Main Difference between SMEs and Large Businesses Introduction SMEs play an integral role in the economy of most countries (Loviscek, 1982, p. 36; Beck, Demirguc – Kunt and Levine, 2004, p. 1). With this realised importance, it is critical to support these SMEs to grow and develop. However, as compared to established large business organisations, SMEs face myriad challenges as a result of being vulnerable to external and internal shock (Smit and Watkins, 2012, p. 6324 citing Berry, 2002; Laforet and Tann, 2006). One way of conceptualizing SMEs is to examine the key differences between them and large firms.

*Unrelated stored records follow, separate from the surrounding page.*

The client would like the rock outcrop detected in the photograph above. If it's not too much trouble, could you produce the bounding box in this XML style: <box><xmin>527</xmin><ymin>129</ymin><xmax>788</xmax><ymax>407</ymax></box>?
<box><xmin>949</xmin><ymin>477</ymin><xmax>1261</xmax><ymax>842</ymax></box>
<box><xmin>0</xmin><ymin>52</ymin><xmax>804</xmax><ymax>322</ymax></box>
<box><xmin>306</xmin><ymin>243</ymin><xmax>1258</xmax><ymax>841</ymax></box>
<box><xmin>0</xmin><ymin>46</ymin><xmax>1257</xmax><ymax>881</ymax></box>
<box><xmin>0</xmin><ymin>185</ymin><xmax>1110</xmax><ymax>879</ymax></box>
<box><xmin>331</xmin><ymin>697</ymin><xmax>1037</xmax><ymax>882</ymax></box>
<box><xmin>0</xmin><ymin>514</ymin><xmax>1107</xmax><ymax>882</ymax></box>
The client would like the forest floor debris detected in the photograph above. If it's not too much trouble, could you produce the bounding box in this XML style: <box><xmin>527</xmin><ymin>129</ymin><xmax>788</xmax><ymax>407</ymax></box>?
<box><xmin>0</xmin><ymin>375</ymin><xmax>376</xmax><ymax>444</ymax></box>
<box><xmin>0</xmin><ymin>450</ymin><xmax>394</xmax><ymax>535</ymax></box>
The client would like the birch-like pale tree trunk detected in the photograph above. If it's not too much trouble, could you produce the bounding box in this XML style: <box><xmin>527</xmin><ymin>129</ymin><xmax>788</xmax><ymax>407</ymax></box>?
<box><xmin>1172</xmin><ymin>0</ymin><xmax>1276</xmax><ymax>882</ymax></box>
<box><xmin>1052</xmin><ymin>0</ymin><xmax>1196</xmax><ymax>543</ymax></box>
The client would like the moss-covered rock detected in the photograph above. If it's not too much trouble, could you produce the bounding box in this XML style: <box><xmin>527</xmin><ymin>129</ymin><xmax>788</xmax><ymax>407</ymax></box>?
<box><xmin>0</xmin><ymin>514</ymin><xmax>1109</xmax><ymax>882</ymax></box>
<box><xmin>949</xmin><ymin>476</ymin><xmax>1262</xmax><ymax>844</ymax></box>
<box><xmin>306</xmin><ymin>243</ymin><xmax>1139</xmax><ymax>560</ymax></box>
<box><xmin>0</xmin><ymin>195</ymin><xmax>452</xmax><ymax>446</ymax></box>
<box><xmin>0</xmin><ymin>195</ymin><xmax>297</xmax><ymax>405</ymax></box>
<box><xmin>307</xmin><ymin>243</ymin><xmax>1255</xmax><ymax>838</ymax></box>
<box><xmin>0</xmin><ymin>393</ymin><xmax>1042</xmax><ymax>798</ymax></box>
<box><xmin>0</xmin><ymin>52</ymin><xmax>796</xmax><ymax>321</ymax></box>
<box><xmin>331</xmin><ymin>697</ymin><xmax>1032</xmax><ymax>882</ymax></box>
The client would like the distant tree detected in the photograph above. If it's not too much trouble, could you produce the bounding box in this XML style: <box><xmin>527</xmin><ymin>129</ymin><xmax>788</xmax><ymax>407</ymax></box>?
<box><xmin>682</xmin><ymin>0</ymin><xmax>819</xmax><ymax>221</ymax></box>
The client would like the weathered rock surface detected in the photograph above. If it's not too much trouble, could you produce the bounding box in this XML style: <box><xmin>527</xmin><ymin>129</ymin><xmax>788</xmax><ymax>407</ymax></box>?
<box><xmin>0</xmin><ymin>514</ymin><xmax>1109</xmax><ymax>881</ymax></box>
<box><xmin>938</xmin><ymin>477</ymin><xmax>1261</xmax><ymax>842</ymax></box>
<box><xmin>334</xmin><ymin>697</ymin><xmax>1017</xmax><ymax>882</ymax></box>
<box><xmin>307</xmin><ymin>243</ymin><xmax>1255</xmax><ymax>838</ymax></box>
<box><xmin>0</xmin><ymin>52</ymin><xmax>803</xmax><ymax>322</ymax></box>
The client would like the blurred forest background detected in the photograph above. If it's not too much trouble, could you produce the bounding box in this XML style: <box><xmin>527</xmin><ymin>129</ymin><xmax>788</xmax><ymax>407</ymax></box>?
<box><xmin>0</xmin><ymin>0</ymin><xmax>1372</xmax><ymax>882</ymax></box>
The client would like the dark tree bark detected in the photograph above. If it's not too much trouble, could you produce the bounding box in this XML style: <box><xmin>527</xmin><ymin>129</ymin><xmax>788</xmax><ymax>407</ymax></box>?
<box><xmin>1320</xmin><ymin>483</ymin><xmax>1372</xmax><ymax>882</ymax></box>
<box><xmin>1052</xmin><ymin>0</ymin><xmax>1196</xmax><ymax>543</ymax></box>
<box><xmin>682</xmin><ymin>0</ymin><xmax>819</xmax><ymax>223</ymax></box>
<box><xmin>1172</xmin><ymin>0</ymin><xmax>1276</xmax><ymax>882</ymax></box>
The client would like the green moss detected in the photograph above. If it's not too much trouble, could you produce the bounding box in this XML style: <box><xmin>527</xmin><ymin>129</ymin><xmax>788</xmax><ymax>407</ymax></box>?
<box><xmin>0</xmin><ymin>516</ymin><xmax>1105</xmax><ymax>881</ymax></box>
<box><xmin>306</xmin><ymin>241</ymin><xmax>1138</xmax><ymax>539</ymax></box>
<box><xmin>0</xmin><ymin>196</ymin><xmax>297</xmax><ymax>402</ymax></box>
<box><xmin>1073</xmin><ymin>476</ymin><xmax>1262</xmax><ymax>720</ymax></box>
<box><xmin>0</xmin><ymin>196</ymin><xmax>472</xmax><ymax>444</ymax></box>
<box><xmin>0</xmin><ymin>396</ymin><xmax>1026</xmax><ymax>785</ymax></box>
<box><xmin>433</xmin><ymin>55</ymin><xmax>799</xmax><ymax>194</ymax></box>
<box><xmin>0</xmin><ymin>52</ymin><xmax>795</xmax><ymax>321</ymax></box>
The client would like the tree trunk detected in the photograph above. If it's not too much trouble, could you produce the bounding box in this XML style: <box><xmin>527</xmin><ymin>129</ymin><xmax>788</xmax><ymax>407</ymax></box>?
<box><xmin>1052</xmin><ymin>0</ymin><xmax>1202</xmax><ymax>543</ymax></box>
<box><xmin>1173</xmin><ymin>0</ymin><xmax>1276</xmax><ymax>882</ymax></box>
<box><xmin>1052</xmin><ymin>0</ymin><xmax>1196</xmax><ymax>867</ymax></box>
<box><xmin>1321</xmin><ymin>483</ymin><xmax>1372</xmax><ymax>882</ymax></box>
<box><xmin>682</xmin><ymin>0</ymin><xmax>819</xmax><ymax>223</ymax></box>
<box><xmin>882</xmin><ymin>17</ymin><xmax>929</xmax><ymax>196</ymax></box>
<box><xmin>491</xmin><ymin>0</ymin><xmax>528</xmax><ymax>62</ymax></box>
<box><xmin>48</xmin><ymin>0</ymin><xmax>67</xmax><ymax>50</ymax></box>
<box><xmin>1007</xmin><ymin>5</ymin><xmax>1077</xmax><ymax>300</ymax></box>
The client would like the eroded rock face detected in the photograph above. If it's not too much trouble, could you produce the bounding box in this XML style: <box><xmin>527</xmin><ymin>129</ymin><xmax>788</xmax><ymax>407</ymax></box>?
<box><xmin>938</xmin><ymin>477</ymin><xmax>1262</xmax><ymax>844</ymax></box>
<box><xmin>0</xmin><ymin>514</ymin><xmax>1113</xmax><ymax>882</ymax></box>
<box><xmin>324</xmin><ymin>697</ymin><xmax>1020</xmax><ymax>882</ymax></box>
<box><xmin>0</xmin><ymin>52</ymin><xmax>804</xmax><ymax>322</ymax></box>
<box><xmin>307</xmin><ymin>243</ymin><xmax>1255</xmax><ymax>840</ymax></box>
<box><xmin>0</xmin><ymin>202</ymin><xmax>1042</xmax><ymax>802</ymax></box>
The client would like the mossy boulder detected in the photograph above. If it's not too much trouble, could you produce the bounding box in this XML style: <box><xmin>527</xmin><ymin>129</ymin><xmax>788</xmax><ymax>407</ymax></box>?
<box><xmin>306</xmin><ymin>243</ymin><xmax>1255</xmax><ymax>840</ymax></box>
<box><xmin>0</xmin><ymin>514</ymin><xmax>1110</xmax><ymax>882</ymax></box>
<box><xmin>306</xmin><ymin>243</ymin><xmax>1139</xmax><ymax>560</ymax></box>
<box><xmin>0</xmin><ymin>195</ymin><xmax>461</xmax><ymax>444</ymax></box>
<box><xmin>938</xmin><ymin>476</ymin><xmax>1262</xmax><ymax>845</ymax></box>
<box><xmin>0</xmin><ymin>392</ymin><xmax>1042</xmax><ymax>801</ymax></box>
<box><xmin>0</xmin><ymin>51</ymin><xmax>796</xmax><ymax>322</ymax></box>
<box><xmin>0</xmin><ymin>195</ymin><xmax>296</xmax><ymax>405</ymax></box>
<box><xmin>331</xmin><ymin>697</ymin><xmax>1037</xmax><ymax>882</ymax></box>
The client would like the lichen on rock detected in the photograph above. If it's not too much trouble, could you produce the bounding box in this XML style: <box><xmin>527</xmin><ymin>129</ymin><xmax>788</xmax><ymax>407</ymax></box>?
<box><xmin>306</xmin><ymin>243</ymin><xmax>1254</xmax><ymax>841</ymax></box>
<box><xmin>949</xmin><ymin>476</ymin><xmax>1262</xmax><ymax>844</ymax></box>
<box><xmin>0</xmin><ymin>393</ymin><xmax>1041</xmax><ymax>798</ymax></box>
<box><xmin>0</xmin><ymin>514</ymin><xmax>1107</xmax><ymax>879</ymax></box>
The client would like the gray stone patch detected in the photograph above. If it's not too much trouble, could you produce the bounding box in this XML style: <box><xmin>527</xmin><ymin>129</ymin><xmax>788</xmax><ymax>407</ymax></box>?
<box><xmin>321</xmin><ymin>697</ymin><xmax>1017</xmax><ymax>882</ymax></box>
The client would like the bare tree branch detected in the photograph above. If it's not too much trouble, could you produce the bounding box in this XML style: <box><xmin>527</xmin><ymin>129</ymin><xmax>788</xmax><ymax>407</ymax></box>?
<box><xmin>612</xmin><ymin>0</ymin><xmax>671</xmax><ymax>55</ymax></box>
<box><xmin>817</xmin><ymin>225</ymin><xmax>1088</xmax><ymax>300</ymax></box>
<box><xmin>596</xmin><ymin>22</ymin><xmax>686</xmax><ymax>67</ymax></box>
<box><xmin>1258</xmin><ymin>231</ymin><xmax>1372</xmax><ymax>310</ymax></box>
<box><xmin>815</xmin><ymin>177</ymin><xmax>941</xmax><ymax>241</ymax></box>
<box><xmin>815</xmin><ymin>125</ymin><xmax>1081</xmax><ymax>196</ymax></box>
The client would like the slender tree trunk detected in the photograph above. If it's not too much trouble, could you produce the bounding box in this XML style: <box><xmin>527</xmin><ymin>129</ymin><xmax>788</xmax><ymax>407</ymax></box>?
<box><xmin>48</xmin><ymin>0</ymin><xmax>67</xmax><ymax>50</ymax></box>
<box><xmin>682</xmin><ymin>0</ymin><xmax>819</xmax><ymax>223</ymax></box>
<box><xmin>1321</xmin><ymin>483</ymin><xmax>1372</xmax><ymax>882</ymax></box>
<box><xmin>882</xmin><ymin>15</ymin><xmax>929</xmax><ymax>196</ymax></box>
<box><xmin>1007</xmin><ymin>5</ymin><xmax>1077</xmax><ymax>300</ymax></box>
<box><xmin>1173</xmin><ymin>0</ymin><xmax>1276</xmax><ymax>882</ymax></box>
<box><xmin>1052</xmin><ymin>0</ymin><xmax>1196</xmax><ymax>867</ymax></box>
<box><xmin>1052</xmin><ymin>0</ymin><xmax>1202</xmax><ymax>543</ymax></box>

The aim of this paper is to examine the principal differences between small and medium business enterprises and large ones. To attain the latter, the paper will explore areas of distinction in factors like risk of failure, market focus and bulk sour of their customer base, strategy implementation, management and ownership structure, source of finance, human resources innovation, and knowledge management. Risk of Failure The reality is that all businesses be it a large corporate or an SME, phase the same macro-environment factors with the difference being internal factors.
These external macro factors include cut-throat competition, globalization, trade barriers, and technology. The risk of failure of SMEs is determined by how they are able to manage risks from a wide array of sources. While the macro-environment is the same for all businesses, small and medium businesses have no that opportunity to enjoy in excess benefits like adequate capital and extended human resources as compared to large enterprises. In a nutshell, SMEs/ SMMEs are more vulnerable to major external shocks (Smit and Watkins, 2012, p. 6324 citing Berry, 2002; Laforet and Tann, 2006). One area that distinguishes SMEs and larger corporations are the risks of failure.
Basing his study in Tokyo in the period 1986 to 1994, Honjo (2000, p557) found out that new firms with the low capital formation or a sufficient size has a higher risk of business failure. European Federation of Accountants (2004) notes that the first three years of establishing a business is a critical period since it determines the success or failure of SME. The high risk of failure during this time is tied to the fact that a new SME has to prove its capability to customers and suppliers, providers of finance, employees, and outside investors (p. 7).
Sheng, Rani, and Shaikh (2010, p. 229) summarise the risk of failure of SMEs that ‘ from a bank’ s perspective, financing to SMEs is often regarded to be of higher risk due to the relative opaqueness of these firms as compared to larger firms’ . For instance, from a credit risk perspective, SMEs are riskier as compared to large corporate (Altaman and Sabato, 222, p. 2 citing Dietsch and Petey, 2004). In conceptualizing the likelihood of failure, Altman, Sabato, and Wilson (2008) observe that it is critical to distinguish between failure and closure (p. 8).
Watson and Everett (1996 cited in Altman, Sabato and Wilson, 2008, p. 8) developed five points for defining failure. These include ceasing to exist/ discontinuance as a result of various factors, closing to limit losses, closing or a change in ownership, filing for bankruptcy, inability to reach financial goals and closing, or a change in ownership. On the other hand, closure occurs when the owner (s) decide to close down for other reasons, but, not for financial reasons.
This implies that closure might occur even when the firm is financially successful, as opposed to failure that is associated with financial underperformance.